Superbonus, che fare se l’impresa decide di non finire i lavori
Le regole cambiate in corsa daranno il via ai contenziosi Ecco alcuni consigli per i cittadini che restano senza casa
PESCARA. Le regole del Superbonus cambiate in corsa costringono molte imprese alla resa o comunque a non rispettare i patti con il committente. La legge prevede dei mezzi di tutela per questi ultimi, che vanno dall’intimazione alla richiesta del risarcimento del danno per l’inadempimento. Se la ditta edile interrompe i lavori e non li termina è possibile adire le vie legali, promuovendo, se necessario, una causa civile. Di queste se ne prevedono molte.
A tal fine, il contratto sottoscritto dalle parti è senza dubbio una prova dell’obbligo che fa capo alla ditta, ma non è indispensabile. In particolare, è sufficiente qualsiasi prova documentale, ad esempio il preventivo dell’appaltatore, purché provi che i lavori siano stati affidati in un unico momento, e non in tempi diversi. Per questo, è opportuno inserire delle clausole (ne esistono di vari tipi contemplati dai formulari delle associazioni di categoria) che bilancino i rischi soprattutto quando l’esecuzione dell’opera dipende da forniture di componenti e di altre materie prime di cui l’impresa edile è costretta ad approvvigionarsi da altre imprese.

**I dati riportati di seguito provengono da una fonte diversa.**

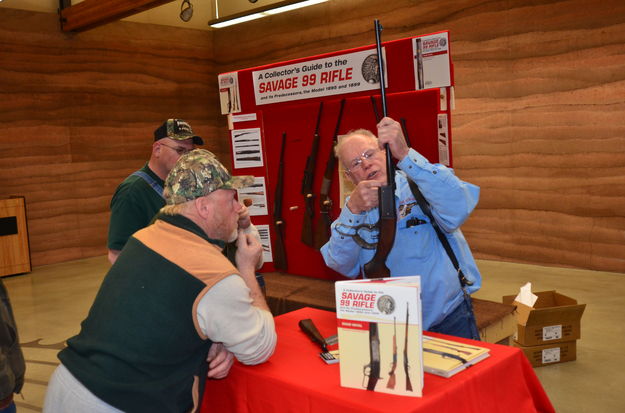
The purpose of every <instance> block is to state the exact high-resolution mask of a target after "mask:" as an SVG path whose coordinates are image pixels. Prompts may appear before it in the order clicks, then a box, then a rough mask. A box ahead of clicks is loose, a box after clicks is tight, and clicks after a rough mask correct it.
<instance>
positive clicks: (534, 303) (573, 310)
mask: <svg viewBox="0 0 625 413" xmlns="http://www.w3.org/2000/svg"><path fill="white" fill-rule="evenodd" d="M534 294H536V295H537V296H538V299H537V300H536V303H534V307H528V306H526V305H525V304H521V303H519V302H516V301H514V299H515V298H516V295H508V296H505V297H503V303H504V304H514V305H516V307H517V309H516V312H517V323H518V324H517V333H516V335H515V337H514V339H515V341H516V342H518V343H519V344H520V345H522V346H539V345H546V344H554V343H561V342H570V341H574V340H577V339H578V338H580V329H581V328H580V323H581V318H582V314H583V313H584V309H585V308H586V304H577V301H576V300H574V299H573V298H570V297H567V296H565V295H562V294H560V293H557V292H556V291H542V292H538V293H534Z"/></svg>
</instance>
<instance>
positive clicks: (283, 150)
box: [273, 132, 287, 272]
mask: <svg viewBox="0 0 625 413" xmlns="http://www.w3.org/2000/svg"><path fill="white" fill-rule="evenodd" d="M285 147H286V132H284V133H282V147H281V148H280V165H279V166H278V180H277V181H276V193H275V197H274V200H273V225H274V229H275V233H276V236H275V237H274V238H275V241H274V246H275V248H274V251H273V266H274V267H275V268H276V269H277V270H281V271H285V272H286V269H287V260H286V250H285V247H284V218H283V217H282V198H283V192H284V148H285Z"/></svg>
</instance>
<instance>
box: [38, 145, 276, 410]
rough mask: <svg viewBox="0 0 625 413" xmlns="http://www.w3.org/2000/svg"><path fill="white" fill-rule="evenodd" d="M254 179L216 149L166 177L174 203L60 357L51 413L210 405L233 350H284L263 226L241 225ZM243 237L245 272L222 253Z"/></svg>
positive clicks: (238, 253) (243, 255) (200, 155)
mask: <svg viewBox="0 0 625 413" xmlns="http://www.w3.org/2000/svg"><path fill="white" fill-rule="evenodd" d="M252 182H253V178H252V177H251V176H245V177H233V176H231V175H230V173H229V172H228V171H227V170H226V168H224V166H223V165H222V164H221V163H220V162H219V161H218V160H217V158H216V157H215V155H213V154H212V153H211V152H209V151H206V150H204V149H196V150H194V151H191V152H190V153H188V154H185V155H183V156H181V157H180V159H179V161H178V162H177V163H176V165H175V167H174V168H173V169H172V171H171V172H170V173H169V175H168V177H167V179H166V180H165V190H164V196H165V199H166V202H167V205H166V206H165V207H163V208H162V209H161V212H160V213H159V214H158V215H157V216H156V218H155V221H154V223H153V224H151V225H149V226H147V227H146V228H143V229H141V230H139V231H137V232H136V233H135V234H133V235H132V236H131V237H130V238H129V240H128V242H127V244H126V246H125V247H124V249H123V251H122V252H121V254H120V255H119V257H118V259H117V261H116V262H115V264H113V266H112V267H111V269H110V270H109V272H108V274H107V275H106V277H105V279H104V281H103V282H102V285H101V287H100V290H99V292H98V294H97V296H96V298H95V301H94V303H93V305H92V307H91V309H90V311H89V314H88V316H87V318H86V319H85V320H84V321H83V322H82V324H81V331H80V333H79V334H78V335H76V336H74V337H72V338H70V339H69V340H68V341H67V347H66V348H65V349H64V350H62V351H61V352H60V353H59V359H60V360H61V364H60V365H59V366H58V367H57V369H56V370H55V372H54V374H53V375H52V377H51V379H50V383H49V386H48V390H47V394H46V399H45V403H44V408H43V411H44V413H46V412H77V411H90V412H105V411H106V412H118V411H120V412H121V411H124V412H156V411H159V412H160V411H168V412H181V413H182V412H198V411H199V409H200V406H199V402H201V400H202V391H203V389H204V386H205V383H204V380H205V378H206V377H209V378H223V377H225V376H226V375H227V374H228V372H229V370H230V367H231V366H232V363H233V357H236V358H237V359H238V360H239V361H240V362H241V363H243V364H259V363H263V362H264V361H266V360H267V359H268V358H269V357H270V356H271V355H272V354H273V351H274V349H275V345H276V340H277V337H276V332H275V326H274V321H273V317H272V315H271V312H270V311H269V308H268V306H267V303H266V301H265V298H264V296H263V294H262V292H261V290H260V287H259V285H258V283H257V282H256V276H255V272H254V271H255V267H256V264H257V262H258V260H259V258H260V256H261V255H262V246H261V244H260V242H259V241H258V239H257V238H256V235H257V234H253V233H251V232H250V231H249V229H250V228H252V229H253V225H249V224H248V228H247V229H241V222H240V221H241V214H240V212H241V210H242V208H244V207H243V206H242V205H241V204H239V202H238V201H237V200H236V198H235V194H236V189H238V188H242V187H245V186H248V185H250V184H251V183H252ZM248 218H249V217H248ZM254 231H255V230H254ZM237 237H238V238H237ZM234 238H236V239H237V252H236V257H235V258H236V267H235V266H234V265H233V264H232V263H231V262H230V261H229V260H228V259H227V258H226V257H225V256H224V255H223V254H222V248H223V246H224V245H225V243H226V242H229V241H232V240H233V239H234ZM207 361H208V362H207ZM208 385H210V384H208Z"/></svg>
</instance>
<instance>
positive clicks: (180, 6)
mask: <svg viewBox="0 0 625 413" xmlns="http://www.w3.org/2000/svg"><path fill="white" fill-rule="evenodd" d="M185 4H186V7H185ZM191 17H193V4H191V2H190V1H189V0H182V4H181V5H180V20H182V21H183V22H188V21H189V20H191Z"/></svg>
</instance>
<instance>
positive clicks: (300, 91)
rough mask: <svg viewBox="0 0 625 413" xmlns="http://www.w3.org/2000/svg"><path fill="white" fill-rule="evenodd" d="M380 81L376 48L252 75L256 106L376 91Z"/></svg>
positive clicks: (303, 62) (261, 71)
mask: <svg viewBox="0 0 625 413" xmlns="http://www.w3.org/2000/svg"><path fill="white" fill-rule="evenodd" d="M382 53H383V54H384V50H382ZM384 61H385V63H386V59H384ZM384 74H385V77H386V70H384ZM379 78H380V75H379V68H378V56H377V53H376V50H375V49H370V50H363V51H360V52H354V53H348V54H343V55H338V56H332V57H326V58H323V59H315V60H309V61H306V62H300V63H294V64H290V65H286V66H278V67H272V68H271V69H264V70H257V71H254V72H252V79H253V80H254V97H255V99H256V104H257V105H267V104H270V103H278V102H287V101H291V100H300V99H311V98H316V97H320V96H331V95H338V94H345V93H353V92H360V91H363V90H373V89H378V88H379V87H380V86H379V85H380V80H379ZM385 84H386V80H385Z"/></svg>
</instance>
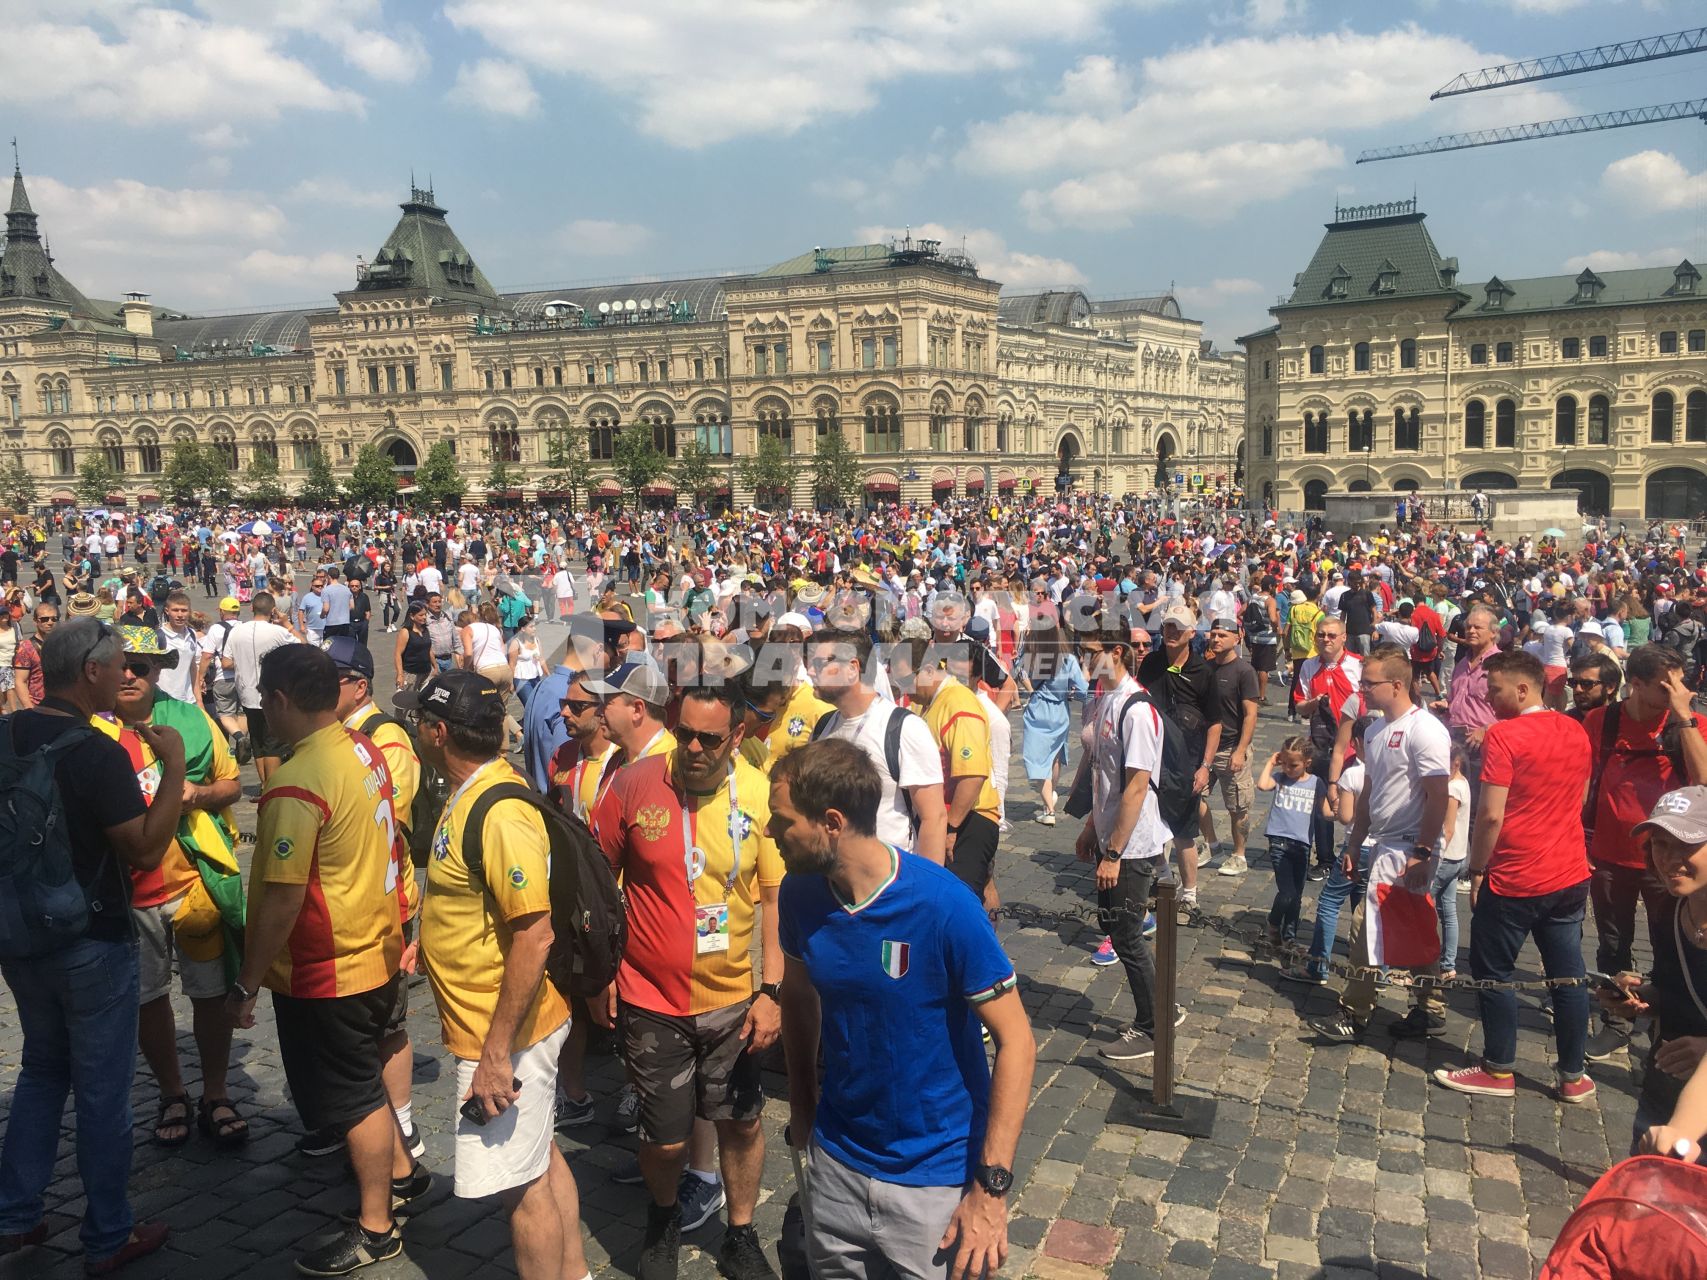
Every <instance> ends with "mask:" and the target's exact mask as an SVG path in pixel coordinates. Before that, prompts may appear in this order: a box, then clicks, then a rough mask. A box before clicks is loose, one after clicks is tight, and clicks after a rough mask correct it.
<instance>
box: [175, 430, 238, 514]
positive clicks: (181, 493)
mask: <svg viewBox="0 0 1707 1280" xmlns="http://www.w3.org/2000/svg"><path fill="white" fill-rule="evenodd" d="M224 469H225V468H224V466H222V464H220V463H218V459H215V457H213V454H212V452H208V451H207V449H203V447H201V445H200V444H196V442H195V440H179V442H178V444H174V445H172V456H171V457H167V459H166V471H164V473H162V476H160V488H162V490H166V500H167V502H176V503H178V505H181V507H191V505H195V502H196V500H198V497H200V493H201V490H207V488H213V486H215V485H217V483H218V480H217V476H215V473H217V471H218V473H224Z"/></svg>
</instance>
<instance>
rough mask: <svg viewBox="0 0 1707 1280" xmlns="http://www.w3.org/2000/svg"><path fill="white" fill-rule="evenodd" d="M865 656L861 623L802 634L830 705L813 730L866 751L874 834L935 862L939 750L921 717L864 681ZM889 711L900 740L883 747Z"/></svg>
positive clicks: (808, 675) (938, 850)
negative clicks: (853, 630)
mask: <svg viewBox="0 0 1707 1280" xmlns="http://www.w3.org/2000/svg"><path fill="white" fill-rule="evenodd" d="M782 621H787V616H784V620H782ZM778 625H780V623H778ZM869 662H871V638H869V637H867V635H865V633H864V631H852V630H848V631H819V633H818V635H814V637H811V638H809V640H807V642H806V672H807V676H809V678H811V681H813V688H814V689H816V691H818V696H819V698H823V700H824V701H828V703H830V705H831V707H835V712H831V713H830V715H826V717H824V720H823V722H821V724H819V727H818V732H816V734H814V737H842V739H845V741H848V742H855V744H859V746H860V748H862V749H864V751H865V754H867V756H871V759H872V763H874V765H876V766H877V773H879V777H881V778H883V802H881V804H879V806H877V838H879V840H883V841H886V843H889V845H894V847H896V848H906V850H912V852H913V853H918V855H920V857H925V858H930V860H932V862H935V864H939V865H941V864H942V862H944V857H946V848H947V806H946V800H944V790H942V753H941V751H939V749H937V742H935V739H934V737H932V736H930V729H929V725H925V722H923V719H920V717H918V715H913V713H912V712H906V710H903V708H900V707H896V705H894V703H893V701H889V700H888V698H884V696H881V695H879V693H877V691H876V689H874V688H872V686H871V684H869V683H867V681H865V669H867V664H869ZM893 717H901V719H900V729H898V732H900V741H898V742H896V744H894V751H893V753H891V746H889V744H891V729H889V724H891V719H893ZM891 754H893V756H894V759H893V761H891Z"/></svg>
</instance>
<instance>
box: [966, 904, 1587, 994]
mask: <svg viewBox="0 0 1707 1280" xmlns="http://www.w3.org/2000/svg"><path fill="white" fill-rule="evenodd" d="M1178 913H1180V915H1181V916H1183V920H1185V923H1186V925H1191V927H1193V928H1202V930H1203V932H1205V934H1214V935H1215V937H1221V939H1226V940H1229V942H1238V944H1239V945H1241V947H1243V949H1246V951H1250V952H1251V959H1253V961H1255V959H1273V961H1277V963H1280V961H1287V959H1290V961H1294V963H1311V964H1314V966H1318V968H1321V969H1326V971H1330V973H1335V975H1338V976H1342V978H1347V980H1352V978H1364V980H1371V981H1374V983H1376V985H1378V986H1403V988H1407V990H1420V992H1422V993H1424V995H1429V993H1434V992H1439V993H1442V995H1444V993H1449V992H1550V990H1555V988H1560V986H1589V985H1591V981H1593V980H1589V978H1533V980H1528V981H1518V980H1512V981H1497V980H1494V978H1439V976H1432V975H1425V973H1400V971H1391V969H1384V968H1381V966H1379V964H1354V963H1350V961H1342V959H1338V957H1335V956H1326V957H1320V956H1318V957H1311V954H1309V947H1308V945H1304V944H1301V942H1280V940H1277V939H1272V937H1270V935H1268V934H1267V930H1265V928H1241V927H1238V925H1232V923H1229V922H1226V920H1222V918H1219V916H1214V915H1209V913H1207V911H1205V910H1203V908H1200V906H1198V905H1197V903H1180V905H1178ZM990 915H992V920H995V918H1002V920H1012V922H1014V923H1017V925H1019V927H1021V928H1055V927H1058V925H1091V927H1094V928H1099V930H1101V928H1103V920H1106V918H1108V916H1111V915H1125V916H1128V918H1132V916H1137V920H1139V925H1140V927H1142V925H1144V915H1147V913H1139V911H1133V910H1132V908H1128V906H1111V908H1099V906H1096V905H1091V903H1087V905H1084V906H1075V908H1069V910H1063V911H1058V910H1048V908H1041V906H1033V905H1029V903H1005V905H1002V906H1000V908H997V910H995V911H992V913H990Z"/></svg>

In un contratto d’appalto, gli obblighi di tipo funzionale non possono venire a mancare senza pregiudicare il contratto stesso. Nella pratica, questo significa che se il committente non paga o la ditta non esegue i lavori, la parte lesa ha il diritto di tutelarsi.
Un primo passo, che il committente potrebbe fare laddove si accorgesse che la ditta cui si è affidato non riesce a rispettare i tempi di ultimazione, è quello di sostituire l’impresa stessa. Altra strada percorribile è quella di far leva su eventuali penali incluse nel contratto di affidamento dei lavori. Penali che è consigliabile inserire sempre come clausole. Ma la spiegazione più utile si può trovare sul Codice civile.
Quando a un’impresa edile viene commissionata l’esecuzione di determinati lavori al cliente, si instaura un rapporto di fiducia tra le parti che lascia presupporre la corretta realizzazione delle opere da parte dell’imprenditore e il pagamento del corrispettivo da parte del committente. Questo significa che quando uno di questi presupposti viene meno, l’altro acquisisce il diritto di tutelarsi e di vedere riconosciuto il proprio diritto.
In questa direzione, l’articolo 1455 del Codice civile assume un ruolo di rilievo quando contempla che «il contratto non si può risolvere se l’inadempimento di una delle parti ha scarsa importanza, avuto riguardo all’interesse dell’altra». Ma lo stesso articolo prevede anche l’intimazione e la diffida ad adempiere. Il committente ha quindi la facoltà di intimare in forma scritta il completamento dei lavori alla ditta.
L’intimazione deve anche contenere il termine (non inferiore a quindici giorni) oltre il quale il contratto si considera risoluto. Il rimedio principale è quindi la risoluzione del contratto, grazie alla quale il committente può non pagare all’impresa la parte rimanente non eseguita, oppure ricevere in restituzione quanto già corrisposto relativamente all’inadempimento. (u.c.)
©RIPRODUZIONE RISERVATA.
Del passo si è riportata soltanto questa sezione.